Skipping a few steps ahead, we end up with a graph that looks like this:

type           name       target        args
-------------- ---------- ------------- --------
input          x          x             ()
input          y          y             ()
input          z          z             ()
call_function  mul_result _operator.mul (x, y)
call_function  add_result _operator.add (mul_result, z)
output         output     output        (add_result,)

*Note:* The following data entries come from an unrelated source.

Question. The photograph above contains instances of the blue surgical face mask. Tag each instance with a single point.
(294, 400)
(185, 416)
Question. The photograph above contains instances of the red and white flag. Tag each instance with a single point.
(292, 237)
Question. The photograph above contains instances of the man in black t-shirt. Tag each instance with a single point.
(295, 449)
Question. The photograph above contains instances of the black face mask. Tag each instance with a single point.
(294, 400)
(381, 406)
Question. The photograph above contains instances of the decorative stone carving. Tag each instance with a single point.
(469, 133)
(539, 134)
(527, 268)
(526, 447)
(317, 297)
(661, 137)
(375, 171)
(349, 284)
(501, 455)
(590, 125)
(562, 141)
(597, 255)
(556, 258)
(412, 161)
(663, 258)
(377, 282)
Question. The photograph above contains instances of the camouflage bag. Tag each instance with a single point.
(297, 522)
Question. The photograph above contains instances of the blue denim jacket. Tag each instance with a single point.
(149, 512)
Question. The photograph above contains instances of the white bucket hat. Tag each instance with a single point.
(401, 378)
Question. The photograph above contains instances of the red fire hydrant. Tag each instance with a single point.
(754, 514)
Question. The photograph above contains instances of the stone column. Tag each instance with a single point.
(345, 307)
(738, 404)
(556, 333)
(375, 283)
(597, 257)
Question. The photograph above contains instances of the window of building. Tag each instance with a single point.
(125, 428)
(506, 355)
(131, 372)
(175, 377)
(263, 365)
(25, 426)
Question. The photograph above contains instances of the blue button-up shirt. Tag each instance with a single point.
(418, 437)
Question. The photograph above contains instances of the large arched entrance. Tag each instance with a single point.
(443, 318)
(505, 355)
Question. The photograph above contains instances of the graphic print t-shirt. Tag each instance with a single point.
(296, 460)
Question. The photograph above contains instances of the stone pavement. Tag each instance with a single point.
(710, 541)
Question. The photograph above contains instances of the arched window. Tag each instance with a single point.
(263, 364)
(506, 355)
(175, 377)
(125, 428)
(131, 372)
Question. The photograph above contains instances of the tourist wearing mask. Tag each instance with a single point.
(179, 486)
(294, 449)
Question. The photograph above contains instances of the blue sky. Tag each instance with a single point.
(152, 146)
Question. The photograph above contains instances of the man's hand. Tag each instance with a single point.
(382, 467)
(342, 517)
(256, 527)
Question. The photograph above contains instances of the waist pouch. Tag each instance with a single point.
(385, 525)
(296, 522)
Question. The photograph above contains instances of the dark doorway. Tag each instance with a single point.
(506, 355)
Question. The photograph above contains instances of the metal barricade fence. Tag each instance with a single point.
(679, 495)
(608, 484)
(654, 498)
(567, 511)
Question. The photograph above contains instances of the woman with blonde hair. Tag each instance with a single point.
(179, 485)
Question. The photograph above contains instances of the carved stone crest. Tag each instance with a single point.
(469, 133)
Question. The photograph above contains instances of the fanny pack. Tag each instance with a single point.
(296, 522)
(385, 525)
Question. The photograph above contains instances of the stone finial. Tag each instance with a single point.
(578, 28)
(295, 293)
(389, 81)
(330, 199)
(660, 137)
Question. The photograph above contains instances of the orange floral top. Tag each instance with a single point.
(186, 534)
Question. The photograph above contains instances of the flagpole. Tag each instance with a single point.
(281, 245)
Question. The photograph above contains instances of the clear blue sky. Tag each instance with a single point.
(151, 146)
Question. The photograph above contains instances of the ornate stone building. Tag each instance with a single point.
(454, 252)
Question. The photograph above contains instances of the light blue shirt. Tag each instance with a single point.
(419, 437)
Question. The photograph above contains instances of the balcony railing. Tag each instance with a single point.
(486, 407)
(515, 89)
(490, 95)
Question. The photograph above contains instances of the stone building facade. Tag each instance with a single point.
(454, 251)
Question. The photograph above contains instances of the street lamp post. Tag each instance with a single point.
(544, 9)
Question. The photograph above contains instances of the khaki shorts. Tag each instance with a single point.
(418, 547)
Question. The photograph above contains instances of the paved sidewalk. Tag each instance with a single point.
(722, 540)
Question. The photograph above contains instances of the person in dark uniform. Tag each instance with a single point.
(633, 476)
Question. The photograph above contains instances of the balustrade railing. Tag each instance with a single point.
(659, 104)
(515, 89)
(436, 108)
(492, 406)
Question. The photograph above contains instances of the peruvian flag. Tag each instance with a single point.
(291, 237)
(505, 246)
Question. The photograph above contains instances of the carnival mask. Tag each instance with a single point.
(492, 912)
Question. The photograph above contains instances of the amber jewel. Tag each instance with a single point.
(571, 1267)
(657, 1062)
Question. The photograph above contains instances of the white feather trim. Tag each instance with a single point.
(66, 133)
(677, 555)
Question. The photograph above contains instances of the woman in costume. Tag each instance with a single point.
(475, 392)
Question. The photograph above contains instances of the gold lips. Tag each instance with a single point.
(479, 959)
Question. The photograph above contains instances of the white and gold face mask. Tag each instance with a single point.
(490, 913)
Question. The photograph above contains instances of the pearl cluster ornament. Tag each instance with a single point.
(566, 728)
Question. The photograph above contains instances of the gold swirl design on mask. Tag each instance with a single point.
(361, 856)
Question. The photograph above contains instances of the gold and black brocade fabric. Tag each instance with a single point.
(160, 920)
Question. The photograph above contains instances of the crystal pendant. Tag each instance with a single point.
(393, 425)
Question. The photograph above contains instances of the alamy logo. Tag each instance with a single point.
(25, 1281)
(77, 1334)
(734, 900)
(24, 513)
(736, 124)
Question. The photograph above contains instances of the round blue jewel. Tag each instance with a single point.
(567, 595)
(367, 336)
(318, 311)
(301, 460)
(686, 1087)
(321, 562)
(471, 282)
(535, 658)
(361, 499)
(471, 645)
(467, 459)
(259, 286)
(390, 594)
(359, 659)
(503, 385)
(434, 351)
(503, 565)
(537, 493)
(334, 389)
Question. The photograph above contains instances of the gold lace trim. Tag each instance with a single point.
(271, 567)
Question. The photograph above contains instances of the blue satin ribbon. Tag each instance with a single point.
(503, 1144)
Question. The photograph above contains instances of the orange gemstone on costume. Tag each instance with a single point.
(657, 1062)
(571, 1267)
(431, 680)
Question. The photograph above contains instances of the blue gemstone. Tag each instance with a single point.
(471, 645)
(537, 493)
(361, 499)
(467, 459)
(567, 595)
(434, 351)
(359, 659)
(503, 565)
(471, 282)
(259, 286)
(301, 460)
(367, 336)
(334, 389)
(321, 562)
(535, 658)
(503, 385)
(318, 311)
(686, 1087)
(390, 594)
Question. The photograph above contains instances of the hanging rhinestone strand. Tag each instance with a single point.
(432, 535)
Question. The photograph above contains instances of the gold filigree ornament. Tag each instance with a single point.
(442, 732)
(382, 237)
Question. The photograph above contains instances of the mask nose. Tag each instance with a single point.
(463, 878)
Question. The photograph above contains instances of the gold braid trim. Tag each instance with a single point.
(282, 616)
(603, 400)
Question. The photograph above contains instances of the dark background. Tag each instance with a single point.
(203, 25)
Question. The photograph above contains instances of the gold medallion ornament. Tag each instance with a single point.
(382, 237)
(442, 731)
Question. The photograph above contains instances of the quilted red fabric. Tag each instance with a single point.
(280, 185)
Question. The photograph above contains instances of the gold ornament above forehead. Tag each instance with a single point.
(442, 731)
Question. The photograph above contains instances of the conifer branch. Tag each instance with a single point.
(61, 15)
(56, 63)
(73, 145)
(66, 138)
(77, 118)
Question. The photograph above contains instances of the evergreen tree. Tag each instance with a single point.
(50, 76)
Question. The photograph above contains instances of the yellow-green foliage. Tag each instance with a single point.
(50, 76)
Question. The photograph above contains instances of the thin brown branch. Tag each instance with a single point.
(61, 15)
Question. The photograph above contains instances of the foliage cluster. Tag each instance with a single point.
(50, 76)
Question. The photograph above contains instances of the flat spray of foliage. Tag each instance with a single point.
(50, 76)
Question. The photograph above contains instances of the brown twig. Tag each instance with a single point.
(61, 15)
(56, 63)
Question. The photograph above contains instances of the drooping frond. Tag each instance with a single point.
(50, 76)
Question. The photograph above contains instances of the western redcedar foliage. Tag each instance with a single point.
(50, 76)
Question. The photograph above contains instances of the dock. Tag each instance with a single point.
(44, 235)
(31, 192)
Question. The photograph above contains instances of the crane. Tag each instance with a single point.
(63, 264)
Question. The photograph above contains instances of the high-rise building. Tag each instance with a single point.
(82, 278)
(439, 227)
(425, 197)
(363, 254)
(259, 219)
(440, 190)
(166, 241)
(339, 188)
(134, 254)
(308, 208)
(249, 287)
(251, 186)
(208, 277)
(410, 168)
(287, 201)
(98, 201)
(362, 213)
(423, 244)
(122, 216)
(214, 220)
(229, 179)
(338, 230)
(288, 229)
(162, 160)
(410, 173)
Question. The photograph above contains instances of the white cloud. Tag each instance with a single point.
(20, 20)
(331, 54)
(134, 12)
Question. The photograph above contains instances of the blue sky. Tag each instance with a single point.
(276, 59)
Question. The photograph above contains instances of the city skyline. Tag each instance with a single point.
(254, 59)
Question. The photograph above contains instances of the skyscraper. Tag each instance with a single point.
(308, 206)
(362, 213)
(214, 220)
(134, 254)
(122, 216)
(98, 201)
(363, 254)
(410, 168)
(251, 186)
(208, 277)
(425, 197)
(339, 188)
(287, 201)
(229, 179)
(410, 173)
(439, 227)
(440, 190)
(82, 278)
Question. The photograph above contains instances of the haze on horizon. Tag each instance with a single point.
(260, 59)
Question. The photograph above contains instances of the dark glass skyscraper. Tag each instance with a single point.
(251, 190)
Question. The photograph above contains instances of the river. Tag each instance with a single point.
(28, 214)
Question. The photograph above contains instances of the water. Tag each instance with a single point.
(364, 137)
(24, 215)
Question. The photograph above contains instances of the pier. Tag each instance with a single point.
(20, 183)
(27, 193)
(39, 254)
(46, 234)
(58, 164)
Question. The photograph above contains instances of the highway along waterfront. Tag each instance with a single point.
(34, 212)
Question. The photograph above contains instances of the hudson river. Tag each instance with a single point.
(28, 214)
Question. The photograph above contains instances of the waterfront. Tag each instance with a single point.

An astute reader might notice that in order to build the IR graph above, we need to actually invoke the fma function. And to do that, we need to pass in inputs with the correct types to the function. We can simply add type annotations to our fma function, and generate fake inputs to invoke the function:

def fma (x: float, y: float, z: float) -> float:
    """
    Perform a fused multiply-add.
    """
    return x * y + z

Lowering to Native Code

Now the real fun begins! With our IR graph and annotated input types, we start the process of lowering the IR graph into native code. Let's take the first operation in the graph, x * y:

We can write (*ahem* generate) a corresponding implementation of the _operator.mul operation in native code. For example, here's a C implementation:

float _operator_mul (float x, float y) {
    return x * y;
}

Notice that because of the return type of the native implementation above, the type of mul_result is now constrained to be a float. Zooming out, this means that given inputs with known types (i.e. from type annotations in Python) along with a native implementation of a Python operation, we can fully determine the native type of the operation's outputs. By repeating this process to subsequent operations in our IR graph, we can propagate native types through our entire Python function:

We can now cross-compile this native implementation for any platform we want (WebAssembly, Linux, Android, and much more). And that's how we get Python to run as fast as Rust—and run everywhere!

Compiling the Function

Let's use Function to compile the fma function based on the above process. First, install Function for Python:

# Run this in Terminal
$ pip install --upgrade fxn

Next, decorate the fma function with @compile:

from fxn import compile

@compile(
    tag="@yusuf/fma",
    description="Fused multiply-add."
)
def fma (x: float, y: float, z: float) -> float:
    """
    Perform a fused multiply-add.
    """
    return x * y + z

To compile a function with Function, use the @compile decorator.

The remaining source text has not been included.